Die EU-Kommission hatte vor Weihnachten die Gründung eines »regionalen EU-Fonds« bekannt gegeben, der Staaten helfen soll, die viele syrische Flüchtlinge aufgenommen haben. Namentlich genannt werden Libanon, Jordanien, die Türkei, Irak und Ägypten. Die EU-Kommission reagierte damit auch auf einen UN-Aufruf, Staaten zu helfen, deren Stabilität durch den Zustrom von Flüchtlingen aus Syrien gefährdet sein könnte. Das UN-Koordinationsbüro für humanitäre Hilfe hat für 2015 zu Spenden in Höhe von 2,9 Milliarden Dollar aufgerufen, um allein in Syrien zwölf Millionen Inlandsvertriebenen zu helfen.

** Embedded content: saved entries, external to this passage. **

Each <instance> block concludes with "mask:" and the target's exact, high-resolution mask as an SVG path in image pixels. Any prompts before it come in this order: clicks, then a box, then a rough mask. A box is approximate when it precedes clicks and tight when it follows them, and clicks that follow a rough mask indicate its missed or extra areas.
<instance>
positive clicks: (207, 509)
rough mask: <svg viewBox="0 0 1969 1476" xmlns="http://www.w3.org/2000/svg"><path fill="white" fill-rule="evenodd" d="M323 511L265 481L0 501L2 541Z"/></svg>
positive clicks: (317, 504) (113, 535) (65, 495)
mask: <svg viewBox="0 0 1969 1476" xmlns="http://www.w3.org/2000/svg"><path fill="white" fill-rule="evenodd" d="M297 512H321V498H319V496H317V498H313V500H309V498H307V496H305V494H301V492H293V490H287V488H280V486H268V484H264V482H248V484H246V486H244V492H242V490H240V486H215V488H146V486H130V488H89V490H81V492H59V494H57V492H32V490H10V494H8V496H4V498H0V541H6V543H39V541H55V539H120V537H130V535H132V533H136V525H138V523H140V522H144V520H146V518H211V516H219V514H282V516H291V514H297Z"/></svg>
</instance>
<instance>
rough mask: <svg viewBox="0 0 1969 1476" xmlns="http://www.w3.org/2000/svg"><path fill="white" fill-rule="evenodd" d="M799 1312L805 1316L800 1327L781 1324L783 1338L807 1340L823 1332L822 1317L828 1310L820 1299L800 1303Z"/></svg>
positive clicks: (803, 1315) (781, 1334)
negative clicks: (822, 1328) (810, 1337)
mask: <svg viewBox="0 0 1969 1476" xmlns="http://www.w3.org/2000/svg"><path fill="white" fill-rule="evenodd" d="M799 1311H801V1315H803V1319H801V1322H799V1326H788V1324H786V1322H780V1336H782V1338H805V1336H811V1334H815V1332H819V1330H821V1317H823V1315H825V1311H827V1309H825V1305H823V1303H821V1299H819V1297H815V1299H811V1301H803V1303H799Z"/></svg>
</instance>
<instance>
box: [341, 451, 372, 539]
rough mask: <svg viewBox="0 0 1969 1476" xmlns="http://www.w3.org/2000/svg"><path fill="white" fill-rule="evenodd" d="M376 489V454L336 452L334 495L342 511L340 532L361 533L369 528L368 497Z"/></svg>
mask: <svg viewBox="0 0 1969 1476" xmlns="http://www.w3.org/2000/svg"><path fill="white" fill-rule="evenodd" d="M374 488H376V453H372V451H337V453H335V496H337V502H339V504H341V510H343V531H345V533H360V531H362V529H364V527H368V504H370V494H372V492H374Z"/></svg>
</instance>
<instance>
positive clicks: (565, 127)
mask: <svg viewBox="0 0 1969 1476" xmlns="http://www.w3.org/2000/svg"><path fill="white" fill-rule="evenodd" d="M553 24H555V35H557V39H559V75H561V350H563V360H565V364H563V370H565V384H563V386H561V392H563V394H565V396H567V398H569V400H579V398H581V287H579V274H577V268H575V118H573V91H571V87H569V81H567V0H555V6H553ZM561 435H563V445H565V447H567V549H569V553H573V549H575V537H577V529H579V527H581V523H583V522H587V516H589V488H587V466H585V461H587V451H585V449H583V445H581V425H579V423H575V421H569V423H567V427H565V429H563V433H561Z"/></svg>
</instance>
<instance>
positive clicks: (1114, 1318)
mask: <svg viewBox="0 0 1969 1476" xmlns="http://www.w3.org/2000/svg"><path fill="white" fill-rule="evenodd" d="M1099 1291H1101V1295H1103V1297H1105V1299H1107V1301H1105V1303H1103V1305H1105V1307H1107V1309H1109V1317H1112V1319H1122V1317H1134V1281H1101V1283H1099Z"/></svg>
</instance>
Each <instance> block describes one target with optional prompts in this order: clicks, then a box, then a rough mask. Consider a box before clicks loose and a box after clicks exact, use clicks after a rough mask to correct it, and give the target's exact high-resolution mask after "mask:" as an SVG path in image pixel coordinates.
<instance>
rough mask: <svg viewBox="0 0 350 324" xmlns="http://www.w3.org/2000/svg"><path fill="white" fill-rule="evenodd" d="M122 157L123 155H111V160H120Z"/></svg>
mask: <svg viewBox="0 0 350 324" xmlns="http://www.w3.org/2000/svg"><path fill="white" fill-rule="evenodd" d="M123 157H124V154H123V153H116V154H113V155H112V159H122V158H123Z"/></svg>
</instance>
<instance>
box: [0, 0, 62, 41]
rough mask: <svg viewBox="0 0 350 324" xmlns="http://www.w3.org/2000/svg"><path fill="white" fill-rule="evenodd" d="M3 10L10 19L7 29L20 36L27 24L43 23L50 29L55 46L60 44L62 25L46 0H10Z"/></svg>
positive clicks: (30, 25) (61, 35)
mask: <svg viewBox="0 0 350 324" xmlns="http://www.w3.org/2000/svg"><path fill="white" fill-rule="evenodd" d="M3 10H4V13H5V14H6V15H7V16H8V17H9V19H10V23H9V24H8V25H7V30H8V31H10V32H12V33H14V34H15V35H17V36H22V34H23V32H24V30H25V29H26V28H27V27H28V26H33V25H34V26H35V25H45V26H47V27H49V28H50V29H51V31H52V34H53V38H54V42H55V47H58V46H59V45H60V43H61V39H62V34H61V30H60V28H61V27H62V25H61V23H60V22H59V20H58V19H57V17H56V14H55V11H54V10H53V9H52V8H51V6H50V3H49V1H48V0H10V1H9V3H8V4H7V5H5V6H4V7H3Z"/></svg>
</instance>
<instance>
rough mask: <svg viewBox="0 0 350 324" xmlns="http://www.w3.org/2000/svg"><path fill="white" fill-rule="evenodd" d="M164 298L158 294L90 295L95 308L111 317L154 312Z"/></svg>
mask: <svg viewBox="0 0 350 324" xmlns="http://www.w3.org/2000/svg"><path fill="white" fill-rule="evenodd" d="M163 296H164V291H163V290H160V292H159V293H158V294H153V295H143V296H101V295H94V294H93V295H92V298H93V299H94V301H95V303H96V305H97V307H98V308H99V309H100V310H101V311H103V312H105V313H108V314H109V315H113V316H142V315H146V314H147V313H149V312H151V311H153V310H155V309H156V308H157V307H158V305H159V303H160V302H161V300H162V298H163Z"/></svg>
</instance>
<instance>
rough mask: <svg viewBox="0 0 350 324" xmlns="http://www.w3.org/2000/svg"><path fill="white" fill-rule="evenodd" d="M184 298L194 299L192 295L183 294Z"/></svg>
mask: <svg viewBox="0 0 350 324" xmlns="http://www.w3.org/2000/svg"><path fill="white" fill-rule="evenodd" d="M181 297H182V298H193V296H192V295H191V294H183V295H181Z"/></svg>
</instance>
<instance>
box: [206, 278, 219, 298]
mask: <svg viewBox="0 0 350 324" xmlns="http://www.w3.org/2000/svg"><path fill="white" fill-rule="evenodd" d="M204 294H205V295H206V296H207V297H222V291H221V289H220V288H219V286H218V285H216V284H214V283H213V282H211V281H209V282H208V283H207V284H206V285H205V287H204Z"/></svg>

Besonders prekär ist die Lage in Libanon, wo auf rund vier Millionen Einwohner etwa 1,5 Millionen Flüchtlinge aus Syrien kommen. Um den Zustrom zu stoppen, hat Libanon nun eine Visumpflicht für Syrer eingeführt. Der libanesische Innenminister Nouhad Machnouk verteidigte die umstrittene Maßnahme am Montag auf einer Pressekonferenz. Es seien »genug Syrer im Land, Libanon ist nicht in der Lage noch mehr Flüchtlinge aufzunehmen«.